SUMMARY OF THE INVENTION A centrifugal dehydrator according to the present invention has a basket-shaped drum for accommodating laundry and rotating the drum around a horizontal axis to dehydrate or wash the laundry. In a centrifugal dehydrator that dewaters a cleaning solvent, a) a drum having an unbalanced load by providing a weight variable weight part on a part of its peripheral wall surface, and b) rotationally driving the drum. Motor, c) an unbalanced load detection means for detecting the magnitude and position of the unbalanced load, including the unbalanced load of the drum itself when laundry is stored inside the drum, and d) the drum itself When the position of the eccentric load detected by the eccentric load detection means in the state of not having a load is in the vicinity of the position defined with respect to the weight portion, the weight portion is moved to the weight portion according to the magnitude of the eccentric load. Unbalanced load adjusting means for adding weight When the magnitude of the eccentric load detected by the eccentric load detecting means in a state in which the weight to the weight portion is added becomes within a predetermined allowable range by e) the offset load adjusting means,
Rotation speed control means for controlling the motor so as to rotate the drum at a rotation speed for performing the dehydration or liquid removal operation.

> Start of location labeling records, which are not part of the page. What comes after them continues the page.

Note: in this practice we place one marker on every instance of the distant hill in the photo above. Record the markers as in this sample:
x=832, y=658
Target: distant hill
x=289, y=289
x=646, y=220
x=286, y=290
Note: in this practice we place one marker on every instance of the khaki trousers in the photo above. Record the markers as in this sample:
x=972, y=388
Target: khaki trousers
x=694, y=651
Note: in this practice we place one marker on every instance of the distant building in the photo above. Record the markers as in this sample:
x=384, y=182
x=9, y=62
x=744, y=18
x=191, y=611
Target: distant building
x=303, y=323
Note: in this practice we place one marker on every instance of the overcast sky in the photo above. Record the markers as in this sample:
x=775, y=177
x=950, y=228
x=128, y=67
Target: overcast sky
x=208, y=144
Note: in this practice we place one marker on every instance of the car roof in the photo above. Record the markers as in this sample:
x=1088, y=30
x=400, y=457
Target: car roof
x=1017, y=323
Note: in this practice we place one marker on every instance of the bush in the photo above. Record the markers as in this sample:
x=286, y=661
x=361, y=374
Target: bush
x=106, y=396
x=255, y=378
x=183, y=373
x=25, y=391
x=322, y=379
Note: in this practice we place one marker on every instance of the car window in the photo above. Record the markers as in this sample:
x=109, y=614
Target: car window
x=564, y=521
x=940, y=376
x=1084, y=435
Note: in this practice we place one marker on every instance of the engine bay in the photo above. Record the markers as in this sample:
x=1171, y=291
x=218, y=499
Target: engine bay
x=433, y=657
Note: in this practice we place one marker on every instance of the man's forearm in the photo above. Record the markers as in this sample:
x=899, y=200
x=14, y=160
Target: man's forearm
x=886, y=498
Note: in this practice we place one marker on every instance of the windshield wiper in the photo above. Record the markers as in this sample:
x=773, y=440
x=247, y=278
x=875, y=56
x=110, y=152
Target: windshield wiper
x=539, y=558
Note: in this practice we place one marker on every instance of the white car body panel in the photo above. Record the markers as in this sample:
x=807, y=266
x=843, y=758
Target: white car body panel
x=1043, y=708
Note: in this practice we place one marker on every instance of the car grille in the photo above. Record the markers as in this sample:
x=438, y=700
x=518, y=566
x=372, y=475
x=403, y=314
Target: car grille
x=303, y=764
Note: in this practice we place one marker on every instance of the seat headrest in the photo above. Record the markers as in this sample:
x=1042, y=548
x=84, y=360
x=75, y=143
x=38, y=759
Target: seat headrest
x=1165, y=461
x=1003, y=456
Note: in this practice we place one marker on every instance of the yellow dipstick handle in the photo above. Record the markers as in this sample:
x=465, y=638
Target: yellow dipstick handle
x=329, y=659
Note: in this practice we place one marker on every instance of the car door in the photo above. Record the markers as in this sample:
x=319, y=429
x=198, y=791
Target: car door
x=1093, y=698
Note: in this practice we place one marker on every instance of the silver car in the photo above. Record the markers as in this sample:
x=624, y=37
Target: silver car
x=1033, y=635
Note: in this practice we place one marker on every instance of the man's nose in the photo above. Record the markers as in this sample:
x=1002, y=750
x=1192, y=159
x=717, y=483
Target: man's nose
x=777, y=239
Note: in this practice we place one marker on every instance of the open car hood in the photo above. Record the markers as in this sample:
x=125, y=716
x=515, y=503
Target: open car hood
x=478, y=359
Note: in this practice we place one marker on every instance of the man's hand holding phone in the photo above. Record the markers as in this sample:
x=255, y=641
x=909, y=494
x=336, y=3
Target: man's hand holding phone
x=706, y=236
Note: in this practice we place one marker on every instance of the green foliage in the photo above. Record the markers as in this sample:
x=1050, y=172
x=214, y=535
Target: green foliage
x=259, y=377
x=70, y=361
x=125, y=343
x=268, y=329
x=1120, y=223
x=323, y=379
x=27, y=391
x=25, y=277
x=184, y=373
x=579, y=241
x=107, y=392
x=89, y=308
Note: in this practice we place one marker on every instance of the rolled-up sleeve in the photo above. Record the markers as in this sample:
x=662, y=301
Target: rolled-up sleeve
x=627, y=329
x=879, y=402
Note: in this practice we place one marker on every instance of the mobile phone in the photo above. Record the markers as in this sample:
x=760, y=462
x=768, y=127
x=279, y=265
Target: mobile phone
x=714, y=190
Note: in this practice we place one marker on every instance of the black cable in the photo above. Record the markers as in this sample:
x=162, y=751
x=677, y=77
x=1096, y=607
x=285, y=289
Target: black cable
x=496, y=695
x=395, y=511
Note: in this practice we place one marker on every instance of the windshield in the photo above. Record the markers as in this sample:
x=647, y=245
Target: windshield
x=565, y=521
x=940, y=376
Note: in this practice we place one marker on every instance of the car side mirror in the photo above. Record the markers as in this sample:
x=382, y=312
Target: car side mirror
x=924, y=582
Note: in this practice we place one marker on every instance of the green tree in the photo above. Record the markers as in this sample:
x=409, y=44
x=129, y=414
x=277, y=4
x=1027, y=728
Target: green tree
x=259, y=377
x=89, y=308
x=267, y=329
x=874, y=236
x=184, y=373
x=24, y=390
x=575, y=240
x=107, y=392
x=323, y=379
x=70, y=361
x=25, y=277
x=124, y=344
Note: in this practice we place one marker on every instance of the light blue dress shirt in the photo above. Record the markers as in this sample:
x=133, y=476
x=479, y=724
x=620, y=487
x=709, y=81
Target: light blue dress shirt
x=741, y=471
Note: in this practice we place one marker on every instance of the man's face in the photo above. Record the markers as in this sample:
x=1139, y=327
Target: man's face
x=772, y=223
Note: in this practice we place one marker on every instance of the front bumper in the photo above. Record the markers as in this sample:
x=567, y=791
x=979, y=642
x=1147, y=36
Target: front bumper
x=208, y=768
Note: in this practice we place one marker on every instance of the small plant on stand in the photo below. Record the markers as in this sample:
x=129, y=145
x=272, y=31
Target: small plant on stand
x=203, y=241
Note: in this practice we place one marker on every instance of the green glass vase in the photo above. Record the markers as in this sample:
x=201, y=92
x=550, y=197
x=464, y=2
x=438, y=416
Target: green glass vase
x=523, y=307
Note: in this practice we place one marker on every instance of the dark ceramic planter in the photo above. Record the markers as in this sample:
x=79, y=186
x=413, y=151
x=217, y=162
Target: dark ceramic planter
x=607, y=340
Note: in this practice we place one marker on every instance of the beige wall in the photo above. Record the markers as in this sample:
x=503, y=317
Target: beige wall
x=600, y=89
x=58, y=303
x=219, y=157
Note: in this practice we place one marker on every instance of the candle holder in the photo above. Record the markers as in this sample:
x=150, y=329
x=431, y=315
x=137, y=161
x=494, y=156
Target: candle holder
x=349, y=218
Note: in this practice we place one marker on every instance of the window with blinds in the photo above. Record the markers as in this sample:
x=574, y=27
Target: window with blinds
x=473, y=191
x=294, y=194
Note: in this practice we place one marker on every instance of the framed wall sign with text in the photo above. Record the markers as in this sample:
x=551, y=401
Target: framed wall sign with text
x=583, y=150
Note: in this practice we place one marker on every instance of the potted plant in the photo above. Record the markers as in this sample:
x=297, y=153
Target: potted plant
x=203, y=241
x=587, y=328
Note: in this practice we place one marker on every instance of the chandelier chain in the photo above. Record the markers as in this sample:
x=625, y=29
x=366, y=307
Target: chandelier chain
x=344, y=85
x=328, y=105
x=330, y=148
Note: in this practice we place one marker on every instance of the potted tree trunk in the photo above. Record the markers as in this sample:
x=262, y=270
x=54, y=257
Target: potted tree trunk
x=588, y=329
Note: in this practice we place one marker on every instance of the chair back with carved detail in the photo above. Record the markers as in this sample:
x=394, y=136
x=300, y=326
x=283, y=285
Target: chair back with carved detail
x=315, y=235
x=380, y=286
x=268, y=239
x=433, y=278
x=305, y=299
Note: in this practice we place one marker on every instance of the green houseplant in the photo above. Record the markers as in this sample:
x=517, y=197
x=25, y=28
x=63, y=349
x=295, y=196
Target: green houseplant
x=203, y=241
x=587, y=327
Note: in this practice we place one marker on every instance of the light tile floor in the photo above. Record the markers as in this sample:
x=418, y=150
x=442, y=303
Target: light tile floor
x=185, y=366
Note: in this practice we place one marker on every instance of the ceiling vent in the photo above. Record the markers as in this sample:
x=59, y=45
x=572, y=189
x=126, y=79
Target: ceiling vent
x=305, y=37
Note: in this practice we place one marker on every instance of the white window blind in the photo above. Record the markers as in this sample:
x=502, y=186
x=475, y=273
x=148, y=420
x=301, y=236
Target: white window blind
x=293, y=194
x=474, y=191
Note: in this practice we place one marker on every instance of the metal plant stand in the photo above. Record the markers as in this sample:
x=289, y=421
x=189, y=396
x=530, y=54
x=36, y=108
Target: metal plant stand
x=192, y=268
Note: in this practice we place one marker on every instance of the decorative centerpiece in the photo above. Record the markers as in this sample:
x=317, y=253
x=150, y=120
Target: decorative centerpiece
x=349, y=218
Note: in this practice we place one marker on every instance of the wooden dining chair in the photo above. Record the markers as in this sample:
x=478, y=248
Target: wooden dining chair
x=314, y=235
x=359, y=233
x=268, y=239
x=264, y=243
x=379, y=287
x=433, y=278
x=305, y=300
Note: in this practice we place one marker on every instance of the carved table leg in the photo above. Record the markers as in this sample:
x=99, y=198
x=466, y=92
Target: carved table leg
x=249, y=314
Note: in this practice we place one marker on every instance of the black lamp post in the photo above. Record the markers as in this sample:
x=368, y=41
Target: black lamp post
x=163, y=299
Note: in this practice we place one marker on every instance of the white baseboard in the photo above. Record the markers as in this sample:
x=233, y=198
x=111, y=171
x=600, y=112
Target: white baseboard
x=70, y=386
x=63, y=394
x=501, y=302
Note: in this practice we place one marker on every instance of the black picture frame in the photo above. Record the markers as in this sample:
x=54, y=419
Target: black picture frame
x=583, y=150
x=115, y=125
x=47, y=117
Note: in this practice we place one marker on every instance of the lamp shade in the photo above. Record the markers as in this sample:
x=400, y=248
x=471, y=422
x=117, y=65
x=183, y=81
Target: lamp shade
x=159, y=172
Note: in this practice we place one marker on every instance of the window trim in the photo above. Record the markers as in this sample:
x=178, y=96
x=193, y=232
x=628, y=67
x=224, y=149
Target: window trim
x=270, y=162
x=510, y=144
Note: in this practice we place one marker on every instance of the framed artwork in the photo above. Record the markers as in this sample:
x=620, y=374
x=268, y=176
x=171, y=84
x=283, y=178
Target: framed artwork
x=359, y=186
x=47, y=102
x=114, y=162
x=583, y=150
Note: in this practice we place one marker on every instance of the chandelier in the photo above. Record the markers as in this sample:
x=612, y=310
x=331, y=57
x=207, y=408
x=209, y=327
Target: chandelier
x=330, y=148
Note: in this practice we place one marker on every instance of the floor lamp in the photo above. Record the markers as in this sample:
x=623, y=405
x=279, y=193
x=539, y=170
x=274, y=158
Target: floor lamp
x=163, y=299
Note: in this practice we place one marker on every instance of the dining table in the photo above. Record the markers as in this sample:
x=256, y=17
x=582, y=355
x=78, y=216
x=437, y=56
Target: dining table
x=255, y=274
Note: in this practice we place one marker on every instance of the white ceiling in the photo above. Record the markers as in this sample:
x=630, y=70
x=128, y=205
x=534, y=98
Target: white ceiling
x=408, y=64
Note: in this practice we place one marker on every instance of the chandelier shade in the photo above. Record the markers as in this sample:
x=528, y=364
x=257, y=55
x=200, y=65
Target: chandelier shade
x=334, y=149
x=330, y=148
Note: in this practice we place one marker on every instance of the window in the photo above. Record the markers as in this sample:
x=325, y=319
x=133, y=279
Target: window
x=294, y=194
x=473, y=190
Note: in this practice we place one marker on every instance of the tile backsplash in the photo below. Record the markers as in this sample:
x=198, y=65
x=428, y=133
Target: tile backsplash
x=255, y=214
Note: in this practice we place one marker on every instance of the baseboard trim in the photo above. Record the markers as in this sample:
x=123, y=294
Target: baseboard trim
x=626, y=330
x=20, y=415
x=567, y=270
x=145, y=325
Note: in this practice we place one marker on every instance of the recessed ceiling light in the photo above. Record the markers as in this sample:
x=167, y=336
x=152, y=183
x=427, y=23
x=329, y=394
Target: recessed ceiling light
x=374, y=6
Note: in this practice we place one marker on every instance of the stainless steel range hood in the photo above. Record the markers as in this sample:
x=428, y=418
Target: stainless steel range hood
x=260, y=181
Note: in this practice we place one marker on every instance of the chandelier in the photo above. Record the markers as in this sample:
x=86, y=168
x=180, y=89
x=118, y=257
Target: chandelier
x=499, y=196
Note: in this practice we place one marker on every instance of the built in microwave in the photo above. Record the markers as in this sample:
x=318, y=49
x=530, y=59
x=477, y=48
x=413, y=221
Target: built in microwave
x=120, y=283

The drum in the centrifugal dehydrator according to the present invention is provided with a weight portion on a part of the inner peripheral wall surface of the drum so that the drum itself has an unbalanced load, and the weight of the weight portion is changed. It is made possible. First, when the laundry is stored in the drum and the dehydration process is started, the drum itself is made to have no unbalanced load. Therefore, first, the unbalanced load detection means detects the unbalanced load due to the uneven distribution of the laundry. If the position of the eccentric load at this time is in the vicinity of the position determined with respect to the weight portion, it is possible to balance the drum during dehydration by adjusting the weight of the weight portion. The eccentric load adjusting means applies an eccentric load to the drum itself by increasing the weight of the weight portion. Then, the unbalanced load detection means detects the unbalanced load of the laundry including the unbalanced load of the drum itself, and when the unbalanced load falls within a predetermined allowable range, the increase in the weight of the weight portion is stopped. This permissible range is determined based on the magnitude of the eccentric load caused only by uneven distribution of the laundry, the weight reduction of the laundry due to dehydration, the magnitude of the eccentric load allowable after the dehydration, and the like. That is, if the magnitude of the unbalanced load before dehydration is within a predetermined allowable range, an allowable range that does not cause abnormal vibration during dehydration is selected.

Further, when the position of the unbalanced load due to the uneven distribution of the laundry is not in the vicinity of the position defined with respect to the weight portion, the weight of the weight portion is adjusted to balance the drum during dewatering. It is not possible. For this reason, it is preferable that the rotation speed control means causes the unbalanced load to be generated in the vicinity of a predetermined position by rotating the drum at a rotation speed sufficiently lower than the rotation speed during the dehydration operation.

As a concrete structure of the weight portion, a pocket capable of holding a liquid such as water therein is formed, and the amount of the liquid injected into the pocket determines the magnitude of the unbalanced load which the drum itself has. It is preferable to have a configuration in which is variable. In particular, since a plurality of baffles are usually provided inside the drum for the purpose of promoting agitation of laundry, if the pockets are provided inside the baffles, the structure of the weight portion can be simplified.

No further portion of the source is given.